Tra i vari progetti realizzati al fine di ridurre la discriminazione digitale, molto importate è stata la realizzazione del sito Pubbliaccesso con l’obiettivo -tra l’altro- di fornire collaborazione alle amministrazioni che ne fanno richiesta e suggerire soluzioni in riferimento alle questioni riguardanti gli utenti diversamente abili.

Inoltre, nel 2003 è stata designata una Commissione Interministeriale permanente per l’impiego delle tecnologie ICT per le categorie deboli e svantaggiate che ha prodotto un libro bianco intitolato “Tecnologie per la disabilità: una società senza esclusi”, in cui per la prima volta nel nostro Paese è stata accuratamente esaminata la relazione tra disabili e nuove tecnologie.

Lo sviluppo economico e sociale conseguito da un Paese è da ricondursi anche all’accesso alle Tecnologie dell’Informazione e della Comunicazione: la semplice divulgazione di informazioni sul Web da parte delle amministrazioni pubbliche non è tuttavia sufficiente a garantire un accesso globale.
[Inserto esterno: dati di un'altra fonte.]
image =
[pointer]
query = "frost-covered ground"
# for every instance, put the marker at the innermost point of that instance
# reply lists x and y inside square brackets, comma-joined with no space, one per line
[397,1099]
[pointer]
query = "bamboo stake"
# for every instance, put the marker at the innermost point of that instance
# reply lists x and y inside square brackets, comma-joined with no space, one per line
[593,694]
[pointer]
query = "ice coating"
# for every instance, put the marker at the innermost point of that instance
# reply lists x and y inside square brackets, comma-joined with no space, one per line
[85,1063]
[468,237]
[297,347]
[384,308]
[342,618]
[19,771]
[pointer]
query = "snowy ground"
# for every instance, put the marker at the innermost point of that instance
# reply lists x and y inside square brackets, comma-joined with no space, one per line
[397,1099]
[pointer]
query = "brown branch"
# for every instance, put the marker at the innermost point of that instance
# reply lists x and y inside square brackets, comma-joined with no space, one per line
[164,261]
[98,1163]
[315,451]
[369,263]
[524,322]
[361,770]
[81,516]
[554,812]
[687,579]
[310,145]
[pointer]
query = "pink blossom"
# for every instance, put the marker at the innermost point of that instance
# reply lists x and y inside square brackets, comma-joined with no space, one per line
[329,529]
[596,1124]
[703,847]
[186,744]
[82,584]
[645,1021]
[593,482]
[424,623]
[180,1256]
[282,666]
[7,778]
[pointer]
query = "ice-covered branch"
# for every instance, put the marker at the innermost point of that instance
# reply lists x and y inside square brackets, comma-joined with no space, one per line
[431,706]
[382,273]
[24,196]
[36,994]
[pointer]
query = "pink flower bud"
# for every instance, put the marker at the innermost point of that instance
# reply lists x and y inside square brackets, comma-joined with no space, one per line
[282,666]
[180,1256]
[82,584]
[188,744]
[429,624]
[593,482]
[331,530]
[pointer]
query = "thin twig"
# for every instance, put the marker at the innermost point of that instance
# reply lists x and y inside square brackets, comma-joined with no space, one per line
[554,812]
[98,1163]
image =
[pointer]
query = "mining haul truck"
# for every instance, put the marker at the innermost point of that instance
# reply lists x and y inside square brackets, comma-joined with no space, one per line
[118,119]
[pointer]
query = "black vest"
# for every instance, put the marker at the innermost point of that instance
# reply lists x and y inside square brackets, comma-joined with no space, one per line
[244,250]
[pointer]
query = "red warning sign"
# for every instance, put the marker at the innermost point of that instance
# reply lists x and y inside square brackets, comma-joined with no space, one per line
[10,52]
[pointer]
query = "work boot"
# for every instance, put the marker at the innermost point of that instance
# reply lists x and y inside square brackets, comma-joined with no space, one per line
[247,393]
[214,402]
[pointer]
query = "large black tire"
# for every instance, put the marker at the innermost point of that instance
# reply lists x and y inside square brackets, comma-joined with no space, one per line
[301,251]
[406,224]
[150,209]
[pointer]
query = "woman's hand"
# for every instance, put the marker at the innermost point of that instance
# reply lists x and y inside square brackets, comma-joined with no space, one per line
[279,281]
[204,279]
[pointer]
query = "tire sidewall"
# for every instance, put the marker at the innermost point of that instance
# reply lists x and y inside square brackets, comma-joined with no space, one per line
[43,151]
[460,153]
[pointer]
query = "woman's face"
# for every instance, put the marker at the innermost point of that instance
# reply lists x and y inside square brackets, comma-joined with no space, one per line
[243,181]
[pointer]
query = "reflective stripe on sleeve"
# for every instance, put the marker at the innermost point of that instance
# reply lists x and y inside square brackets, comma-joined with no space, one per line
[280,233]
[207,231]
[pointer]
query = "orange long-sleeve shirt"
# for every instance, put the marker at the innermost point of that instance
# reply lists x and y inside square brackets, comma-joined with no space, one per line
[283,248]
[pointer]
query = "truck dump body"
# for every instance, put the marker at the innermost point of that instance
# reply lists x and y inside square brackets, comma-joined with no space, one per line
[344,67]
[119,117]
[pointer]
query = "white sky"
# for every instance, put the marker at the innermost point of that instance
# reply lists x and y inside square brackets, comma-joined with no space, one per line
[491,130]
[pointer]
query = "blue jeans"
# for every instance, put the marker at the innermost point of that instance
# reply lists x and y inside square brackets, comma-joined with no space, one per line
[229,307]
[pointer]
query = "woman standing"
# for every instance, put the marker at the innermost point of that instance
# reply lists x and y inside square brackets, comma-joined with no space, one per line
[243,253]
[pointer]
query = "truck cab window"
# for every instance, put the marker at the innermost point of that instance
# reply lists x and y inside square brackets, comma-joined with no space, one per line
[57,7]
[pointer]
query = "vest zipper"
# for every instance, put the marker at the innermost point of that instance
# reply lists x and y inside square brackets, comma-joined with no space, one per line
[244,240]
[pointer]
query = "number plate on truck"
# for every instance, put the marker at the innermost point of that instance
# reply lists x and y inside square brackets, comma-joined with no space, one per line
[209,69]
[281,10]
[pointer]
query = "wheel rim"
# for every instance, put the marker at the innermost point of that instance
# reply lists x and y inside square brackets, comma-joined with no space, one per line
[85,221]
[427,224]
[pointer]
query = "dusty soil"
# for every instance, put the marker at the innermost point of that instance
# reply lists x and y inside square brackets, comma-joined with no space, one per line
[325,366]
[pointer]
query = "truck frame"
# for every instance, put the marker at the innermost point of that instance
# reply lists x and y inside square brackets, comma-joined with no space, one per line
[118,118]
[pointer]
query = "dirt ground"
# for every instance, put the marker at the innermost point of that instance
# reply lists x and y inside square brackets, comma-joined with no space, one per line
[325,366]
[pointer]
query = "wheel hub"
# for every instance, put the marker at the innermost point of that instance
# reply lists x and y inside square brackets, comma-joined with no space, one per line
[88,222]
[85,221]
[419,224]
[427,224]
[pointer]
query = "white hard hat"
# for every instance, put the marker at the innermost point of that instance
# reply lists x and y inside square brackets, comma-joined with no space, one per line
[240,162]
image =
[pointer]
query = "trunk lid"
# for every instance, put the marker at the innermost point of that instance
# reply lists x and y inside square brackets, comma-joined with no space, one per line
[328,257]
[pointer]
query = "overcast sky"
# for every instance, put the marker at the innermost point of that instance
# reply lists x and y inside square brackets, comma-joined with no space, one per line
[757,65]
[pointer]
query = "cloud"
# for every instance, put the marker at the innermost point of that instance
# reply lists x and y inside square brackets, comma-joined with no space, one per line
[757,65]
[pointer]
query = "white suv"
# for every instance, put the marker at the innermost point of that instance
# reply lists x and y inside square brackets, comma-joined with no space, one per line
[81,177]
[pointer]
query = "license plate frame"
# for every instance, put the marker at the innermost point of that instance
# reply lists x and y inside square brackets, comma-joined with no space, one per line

Qualsiasi persona in qualsivoglia parte del mondo dovrebbe invece poter godere delle nuove opportunità digitali e poter usufruire delle possibilità provenienti dalla Società dell’Informazione.

I governi dei Paesi del G8, nel corso del vertice di Okinawa, hanno istituito la Digital Opportunity Task Force (DOT Force) con l’obiettivo di ridurre il divario digitale e di dare impulso alla diffusione della Società dell’Informazione anche nei Paesi in via di sviluppo.

È quindi doveroso, da parte dei governi centrali e locali, intervenire per fare in modo che molti Paesi e diverse aree al loro interno non siano esclusi dalla Società dell’Informazione.